McDonald’s is raising prices on many products by 0.5 to 1.5 yuan [US$.08-.16] across China covering main courses, drinks and desserts with changes already begun as of the first of the year.

According to McDonald’s, the main reason for this price adjustment is operating costs and employee expenses, but the set meals with favorable prices including the 6 yuan breakfast and 15 yuan lunch haven’t been changed.

McDonald’s has raised prices three times recently in January, June and October last year with the highest increase of 5%. Moreover, McDonald’s also raised prices in the Hong Kong market with an average growth of 2.3%, which has been officially said to be a result of inflation pressure imposed by the unstable economic environment.
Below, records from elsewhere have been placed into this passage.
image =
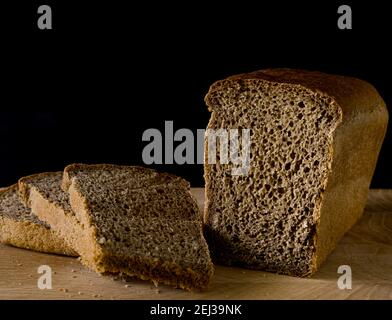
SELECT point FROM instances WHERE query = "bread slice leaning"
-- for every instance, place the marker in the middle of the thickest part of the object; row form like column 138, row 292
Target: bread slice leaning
column 314, row 143
column 20, row 228
column 129, row 220
column 42, row 193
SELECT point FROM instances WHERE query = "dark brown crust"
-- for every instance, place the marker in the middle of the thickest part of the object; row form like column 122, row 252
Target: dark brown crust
column 353, row 95
column 156, row 271
column 70, row 170
column 357, row 139
column 30, row 235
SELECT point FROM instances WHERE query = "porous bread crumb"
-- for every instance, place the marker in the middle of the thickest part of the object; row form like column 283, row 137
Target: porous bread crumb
column 309, row 173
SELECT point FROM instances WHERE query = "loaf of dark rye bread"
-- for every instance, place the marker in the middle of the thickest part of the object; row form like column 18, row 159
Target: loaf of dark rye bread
column 20, row 228
column 315, row 139
column 128, row 220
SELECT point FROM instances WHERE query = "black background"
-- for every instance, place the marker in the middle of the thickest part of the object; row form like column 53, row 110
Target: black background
column 86, row 90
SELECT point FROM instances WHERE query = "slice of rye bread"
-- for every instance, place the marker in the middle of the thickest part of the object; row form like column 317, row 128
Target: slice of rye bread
column 315, row 139
column 20, row 228
column 42, row 193
column 135, row 221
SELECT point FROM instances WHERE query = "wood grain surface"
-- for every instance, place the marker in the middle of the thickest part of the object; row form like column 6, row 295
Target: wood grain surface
column 367, row 249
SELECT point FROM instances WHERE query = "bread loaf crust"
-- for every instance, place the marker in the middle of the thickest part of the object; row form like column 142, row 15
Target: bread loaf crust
column 356, row 142
column 30, row 234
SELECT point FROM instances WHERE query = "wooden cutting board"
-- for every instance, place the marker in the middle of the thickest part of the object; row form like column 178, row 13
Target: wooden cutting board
column 367, row 249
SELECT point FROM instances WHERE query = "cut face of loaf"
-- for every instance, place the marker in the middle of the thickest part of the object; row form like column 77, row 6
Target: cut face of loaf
column 20, row 228
column 141, row 223
column 315, row 139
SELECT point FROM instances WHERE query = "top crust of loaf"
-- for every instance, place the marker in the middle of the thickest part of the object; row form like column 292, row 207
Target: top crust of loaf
column 352, row 95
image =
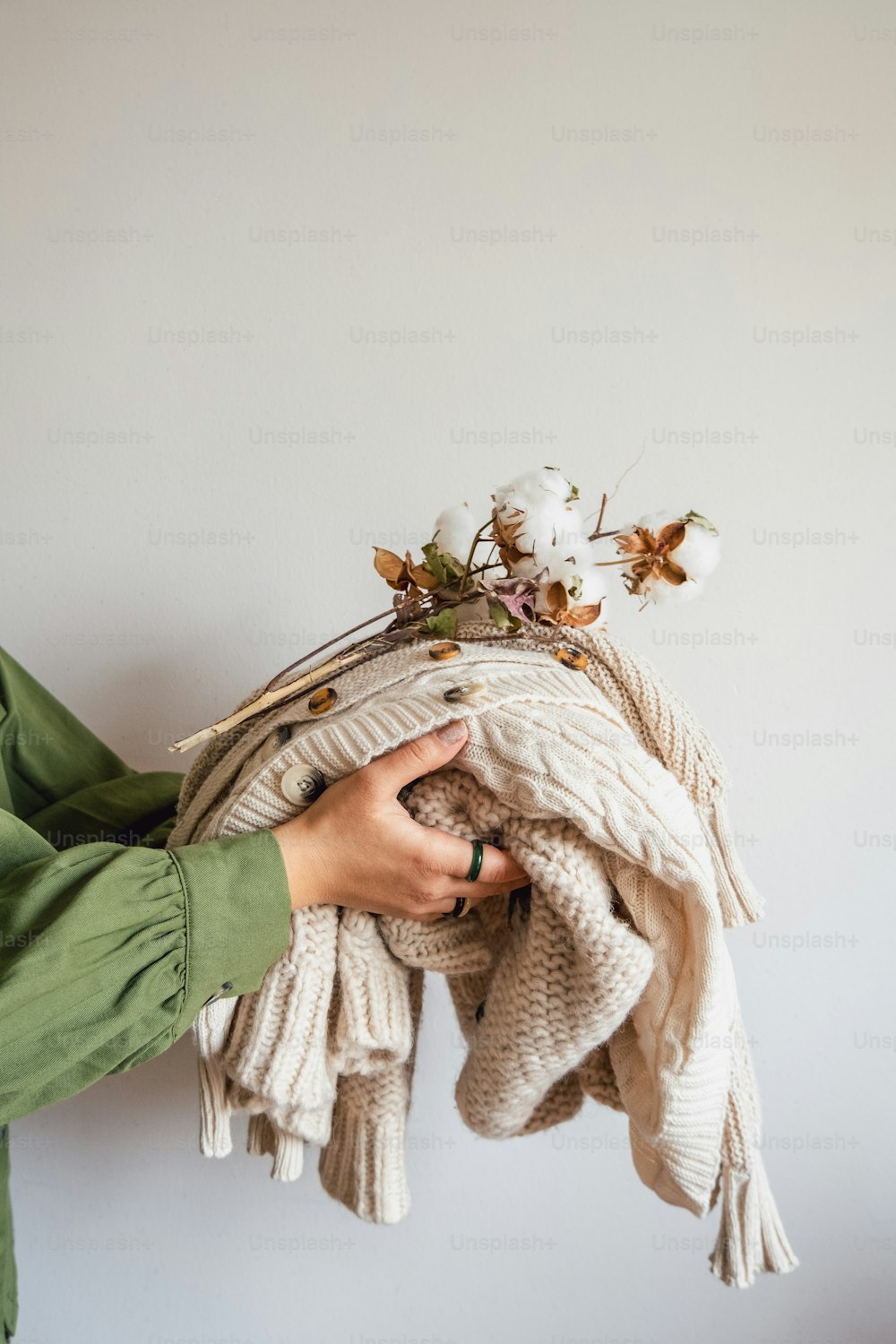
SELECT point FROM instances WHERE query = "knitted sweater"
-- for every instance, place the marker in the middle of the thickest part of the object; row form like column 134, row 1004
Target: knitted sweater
column 613, row 980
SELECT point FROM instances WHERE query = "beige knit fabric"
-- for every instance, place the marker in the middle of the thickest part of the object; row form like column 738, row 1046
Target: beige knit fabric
column 613, row 983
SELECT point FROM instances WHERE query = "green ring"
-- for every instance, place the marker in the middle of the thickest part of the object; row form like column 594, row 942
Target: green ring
column 476, row 863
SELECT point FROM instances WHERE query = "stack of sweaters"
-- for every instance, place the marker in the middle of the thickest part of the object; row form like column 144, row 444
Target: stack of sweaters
column 610, row 981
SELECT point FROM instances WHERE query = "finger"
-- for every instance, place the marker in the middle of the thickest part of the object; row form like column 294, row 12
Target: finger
column 452, row 855
column 421, row 755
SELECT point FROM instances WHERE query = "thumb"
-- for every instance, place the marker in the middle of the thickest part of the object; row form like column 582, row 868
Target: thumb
column 392, row 771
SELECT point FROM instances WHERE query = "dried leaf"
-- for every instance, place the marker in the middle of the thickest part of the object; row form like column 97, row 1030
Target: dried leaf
column 579, row 616
column 387, row 564
column 516, row 594
column 670, row 535
column 673, row 574
column 556, row 597
column 501, row 617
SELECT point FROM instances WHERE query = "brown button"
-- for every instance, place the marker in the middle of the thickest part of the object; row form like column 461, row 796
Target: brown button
column 571, row 658
column 444, row 650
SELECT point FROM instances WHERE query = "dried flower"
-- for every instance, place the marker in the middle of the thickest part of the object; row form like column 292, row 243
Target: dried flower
column 670, row 556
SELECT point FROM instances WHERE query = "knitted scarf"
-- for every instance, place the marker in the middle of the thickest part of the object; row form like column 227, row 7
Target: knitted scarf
column 611, row 981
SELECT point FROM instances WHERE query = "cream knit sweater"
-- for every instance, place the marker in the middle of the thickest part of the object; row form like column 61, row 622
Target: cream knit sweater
column 613, row 981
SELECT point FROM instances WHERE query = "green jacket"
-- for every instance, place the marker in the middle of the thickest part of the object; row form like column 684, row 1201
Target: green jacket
column 109, row 943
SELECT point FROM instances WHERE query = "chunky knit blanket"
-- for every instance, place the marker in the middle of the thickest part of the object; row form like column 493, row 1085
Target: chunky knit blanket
column 611, row 980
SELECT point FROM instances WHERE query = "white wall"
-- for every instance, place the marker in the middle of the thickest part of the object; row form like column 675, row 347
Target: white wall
column 202, row 129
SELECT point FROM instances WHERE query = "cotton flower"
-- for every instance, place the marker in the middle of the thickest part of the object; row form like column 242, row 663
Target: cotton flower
column 454, row 531
column 672, row 556
column 535, row 513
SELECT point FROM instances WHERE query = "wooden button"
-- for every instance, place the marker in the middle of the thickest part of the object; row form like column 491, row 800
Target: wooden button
column 571, row 658
column 323, row 701
column 444, row 650
column 303, row 782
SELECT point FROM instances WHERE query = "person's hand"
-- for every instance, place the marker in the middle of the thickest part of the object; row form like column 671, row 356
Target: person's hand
column 357, row 846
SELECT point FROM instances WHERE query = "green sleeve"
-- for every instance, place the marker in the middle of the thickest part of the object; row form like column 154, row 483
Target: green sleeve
column 109, row 943
column 108, row 952
column 47, row 753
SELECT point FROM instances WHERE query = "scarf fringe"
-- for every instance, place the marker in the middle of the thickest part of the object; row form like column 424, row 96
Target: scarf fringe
column 214, row 1109
column 210, row 1032
column 739, row 900
column 751, row 1236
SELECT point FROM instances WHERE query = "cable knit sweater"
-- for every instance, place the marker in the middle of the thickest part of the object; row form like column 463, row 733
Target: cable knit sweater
column 613, row 980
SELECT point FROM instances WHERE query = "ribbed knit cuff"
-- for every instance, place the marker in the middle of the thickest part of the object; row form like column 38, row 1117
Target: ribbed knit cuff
column 238, row 913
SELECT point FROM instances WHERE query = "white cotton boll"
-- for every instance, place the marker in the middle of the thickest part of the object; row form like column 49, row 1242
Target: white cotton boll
column 454, row 531
column 533, row 486
column 536, row 511
column 699, row 553
column 669, row 594
column 546, row 527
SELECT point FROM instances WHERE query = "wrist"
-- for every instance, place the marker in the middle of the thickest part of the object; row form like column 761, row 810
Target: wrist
column 303, row 878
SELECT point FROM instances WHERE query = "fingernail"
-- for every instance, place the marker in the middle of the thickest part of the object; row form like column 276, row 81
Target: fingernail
column 452, row 731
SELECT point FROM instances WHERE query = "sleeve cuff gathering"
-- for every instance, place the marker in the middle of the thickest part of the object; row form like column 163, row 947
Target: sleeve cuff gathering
column 238, row 913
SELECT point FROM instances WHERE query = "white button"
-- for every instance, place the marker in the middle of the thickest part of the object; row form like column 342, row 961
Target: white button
column 303, row 784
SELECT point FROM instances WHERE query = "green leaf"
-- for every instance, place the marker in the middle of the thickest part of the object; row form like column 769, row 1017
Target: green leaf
column 700, row 521
column 435, row 561
column 501, row 617
column 444, row 624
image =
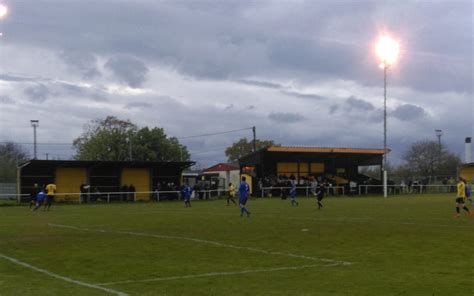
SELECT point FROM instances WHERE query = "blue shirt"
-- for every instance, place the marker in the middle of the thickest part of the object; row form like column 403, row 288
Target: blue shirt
column 293, row 191
column 187, row 191
column 244, row 190
column 40, row 196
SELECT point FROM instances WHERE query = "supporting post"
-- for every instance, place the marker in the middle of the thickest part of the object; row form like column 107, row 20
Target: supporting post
column 254, row 139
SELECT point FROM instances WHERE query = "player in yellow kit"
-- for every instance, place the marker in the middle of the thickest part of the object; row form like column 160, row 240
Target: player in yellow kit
column 461, row 198
column 231, row 194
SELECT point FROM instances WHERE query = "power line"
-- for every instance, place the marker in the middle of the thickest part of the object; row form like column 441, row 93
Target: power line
column 18, row 143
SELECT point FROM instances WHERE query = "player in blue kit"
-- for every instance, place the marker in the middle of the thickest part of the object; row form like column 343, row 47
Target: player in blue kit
column 40, row 197
column 293, row 193
column 186, row 192
column 244, row 190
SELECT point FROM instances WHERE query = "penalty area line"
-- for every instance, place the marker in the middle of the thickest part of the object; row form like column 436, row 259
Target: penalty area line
column 60, row 277
column 202, row 241
column 210, row 274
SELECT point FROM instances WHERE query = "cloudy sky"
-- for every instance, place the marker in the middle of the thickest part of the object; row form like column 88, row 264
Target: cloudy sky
column 303, row 72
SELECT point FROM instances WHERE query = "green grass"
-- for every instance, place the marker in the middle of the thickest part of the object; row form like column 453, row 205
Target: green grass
column 408, row 245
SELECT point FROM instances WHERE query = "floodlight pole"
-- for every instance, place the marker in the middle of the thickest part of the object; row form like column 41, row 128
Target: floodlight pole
column 34, row 124
column 384, row 169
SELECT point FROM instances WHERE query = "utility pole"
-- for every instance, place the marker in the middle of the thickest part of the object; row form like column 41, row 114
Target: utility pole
column 254, row 139
column 439, row 133
column 34, row 124
column 129, row 141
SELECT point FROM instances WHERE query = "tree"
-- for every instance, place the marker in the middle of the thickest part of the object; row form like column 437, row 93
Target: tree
column 10, row 156
column 115, row 139
column 427, row 158
column 244, row 147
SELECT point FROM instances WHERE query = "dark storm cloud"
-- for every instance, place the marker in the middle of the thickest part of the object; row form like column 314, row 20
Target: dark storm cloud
column 84, row 62
column 302, row 95
column 85, row 92
column 229, row 107
column 143, row 105
column 38, row 93
column 128, row 69
column 317, row 39
column 353, row 103
column 260, row 84
column 408, row 112
column 16, row 78
column 285, row 117
column 6, row 100
column 333, row 109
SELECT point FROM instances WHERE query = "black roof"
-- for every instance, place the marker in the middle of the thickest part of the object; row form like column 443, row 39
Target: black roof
column 94, row 163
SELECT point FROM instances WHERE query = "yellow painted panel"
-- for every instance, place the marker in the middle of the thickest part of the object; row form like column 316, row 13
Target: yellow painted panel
column 317, row 167
column 304, row 167
column 303, row 174
column 69, row 180
column 287, row 168
column 468, row 174
column 140, row 178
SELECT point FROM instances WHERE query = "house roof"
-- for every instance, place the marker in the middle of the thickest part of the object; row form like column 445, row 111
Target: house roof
column 324, row 150
column 221, row 167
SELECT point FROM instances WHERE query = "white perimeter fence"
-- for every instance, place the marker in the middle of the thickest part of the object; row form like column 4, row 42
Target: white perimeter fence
column 282, row 192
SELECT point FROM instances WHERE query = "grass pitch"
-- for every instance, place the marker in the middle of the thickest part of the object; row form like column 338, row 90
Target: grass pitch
column 407, row 245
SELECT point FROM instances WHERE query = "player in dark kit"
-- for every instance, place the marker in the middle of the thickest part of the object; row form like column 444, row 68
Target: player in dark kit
column 320, row 195
column 244, row 190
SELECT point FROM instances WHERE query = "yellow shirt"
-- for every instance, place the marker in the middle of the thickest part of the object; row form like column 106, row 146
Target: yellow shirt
column 50, row 189
column 461, row 190
column 232, row 190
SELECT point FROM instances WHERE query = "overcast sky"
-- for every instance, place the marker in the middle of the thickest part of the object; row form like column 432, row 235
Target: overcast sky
column 303, row 72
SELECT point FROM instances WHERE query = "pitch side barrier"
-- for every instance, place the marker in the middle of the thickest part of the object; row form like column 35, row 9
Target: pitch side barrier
column 404, row 189
column 277, row 191
column 120, row 196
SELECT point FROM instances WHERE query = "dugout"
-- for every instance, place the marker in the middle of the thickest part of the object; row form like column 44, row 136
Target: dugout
column 339, row 164
column 102, row 176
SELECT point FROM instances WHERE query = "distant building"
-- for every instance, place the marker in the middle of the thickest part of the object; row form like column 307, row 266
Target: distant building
column 341, row 165
column 222, row 174
column 101, row 176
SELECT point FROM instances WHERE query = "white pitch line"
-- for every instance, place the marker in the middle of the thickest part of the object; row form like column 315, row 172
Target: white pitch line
column 44, row 271
column 210, row 274
column 219, row 244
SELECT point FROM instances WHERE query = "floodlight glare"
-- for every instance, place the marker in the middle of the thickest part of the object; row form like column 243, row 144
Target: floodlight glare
column 387, row 50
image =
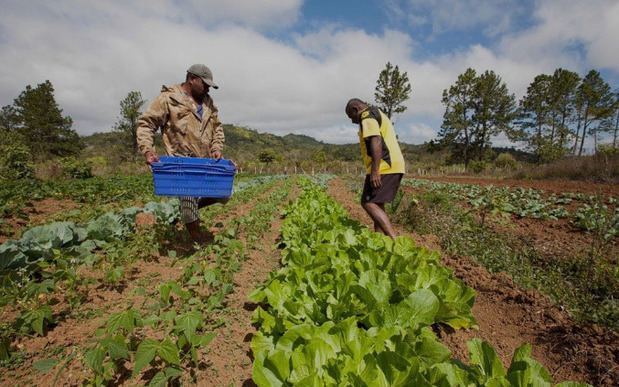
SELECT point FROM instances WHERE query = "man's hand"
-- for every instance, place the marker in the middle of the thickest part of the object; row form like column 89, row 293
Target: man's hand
column 151, row 157
column 375, row 180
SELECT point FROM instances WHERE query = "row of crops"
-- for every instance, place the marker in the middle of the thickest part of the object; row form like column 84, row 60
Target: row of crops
column 351, row 307
column 592, row 213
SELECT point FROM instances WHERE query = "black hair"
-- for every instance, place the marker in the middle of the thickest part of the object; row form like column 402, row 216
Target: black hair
column 352, row 102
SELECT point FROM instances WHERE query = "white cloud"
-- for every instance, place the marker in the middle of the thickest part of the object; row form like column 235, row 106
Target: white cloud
column 493, row 16
column 96, row 52
column 418, row 133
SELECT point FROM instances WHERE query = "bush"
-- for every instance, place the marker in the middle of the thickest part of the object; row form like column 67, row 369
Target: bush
column 477, row 166
column 506, row 160
column 15, row 161
column 75, row 168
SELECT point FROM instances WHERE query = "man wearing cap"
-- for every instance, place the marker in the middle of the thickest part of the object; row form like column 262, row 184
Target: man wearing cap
column 190, row 127
column 383, row 160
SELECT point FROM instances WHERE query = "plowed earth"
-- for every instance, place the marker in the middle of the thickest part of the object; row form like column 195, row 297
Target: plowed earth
column 509, row 316
column 227, row 360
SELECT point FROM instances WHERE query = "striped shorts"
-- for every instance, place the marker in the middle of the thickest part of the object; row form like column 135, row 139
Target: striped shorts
column 190, row 205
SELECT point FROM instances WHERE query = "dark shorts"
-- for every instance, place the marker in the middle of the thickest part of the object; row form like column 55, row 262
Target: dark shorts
column 384, row 194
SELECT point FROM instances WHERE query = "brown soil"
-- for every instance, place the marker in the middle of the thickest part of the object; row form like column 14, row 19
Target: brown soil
column 230, row 360
column 509, row 316
column 549, row 186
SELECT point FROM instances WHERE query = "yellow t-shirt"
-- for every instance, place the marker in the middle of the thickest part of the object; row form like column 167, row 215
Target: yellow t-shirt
column 375, row 123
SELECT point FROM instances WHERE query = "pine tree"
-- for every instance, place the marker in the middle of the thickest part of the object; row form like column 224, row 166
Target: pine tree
column 127, row 124
column 596, row 102
column 39, row 120
column 392, row 89
column 476, row 109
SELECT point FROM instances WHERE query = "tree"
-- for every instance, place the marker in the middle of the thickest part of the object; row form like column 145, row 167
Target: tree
column 494, row 108
column 266, row 156
column 594, row 101
column 535, row 112
column 39, row 119
column 127, row 124
column 392, row 89
column 457, row 127
column 9, row 121
column 611, row 123
column 476, row 109
column 545, row 112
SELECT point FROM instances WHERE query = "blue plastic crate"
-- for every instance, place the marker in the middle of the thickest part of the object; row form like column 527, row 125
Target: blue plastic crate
column 192, row 176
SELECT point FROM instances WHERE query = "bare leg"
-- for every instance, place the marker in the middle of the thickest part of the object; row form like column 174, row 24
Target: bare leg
column 381, row 220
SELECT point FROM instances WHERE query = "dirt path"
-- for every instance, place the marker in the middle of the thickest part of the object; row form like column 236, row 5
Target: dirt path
column 509, row 316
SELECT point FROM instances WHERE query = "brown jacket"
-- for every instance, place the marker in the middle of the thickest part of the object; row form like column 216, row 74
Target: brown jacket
column 184, row 134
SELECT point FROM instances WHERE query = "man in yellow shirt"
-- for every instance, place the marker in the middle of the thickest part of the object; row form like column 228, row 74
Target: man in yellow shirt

Foreign fast food suffered from a slowdown last year. The same-store sales volume in China of Yum! Brands, parent company of KFC, is expected to decrease by 4% year-on-year during the fourth quarter of 2012. Though McDonald’s announced a 2.4% year-on-year growth rate of worldwide same-store volume in November, the growth was officially said to be owed to the hot breakfast sales in the U.S and the discount promotion in Europe without mention of the huge Chinese market.

“With the increase of rent, raw materials and human capital costs, the profitability of foreign fast food companies has been weakened from extravagant profits to slight profits,” said one food industry insider.

Moreover, as reported in earlier articles, foreign fast food brands also suffer from food-safety issues, which has largely hurt their attractiveness. “Chinese consumers are changing their eating preference to more healthy food,” added the insider.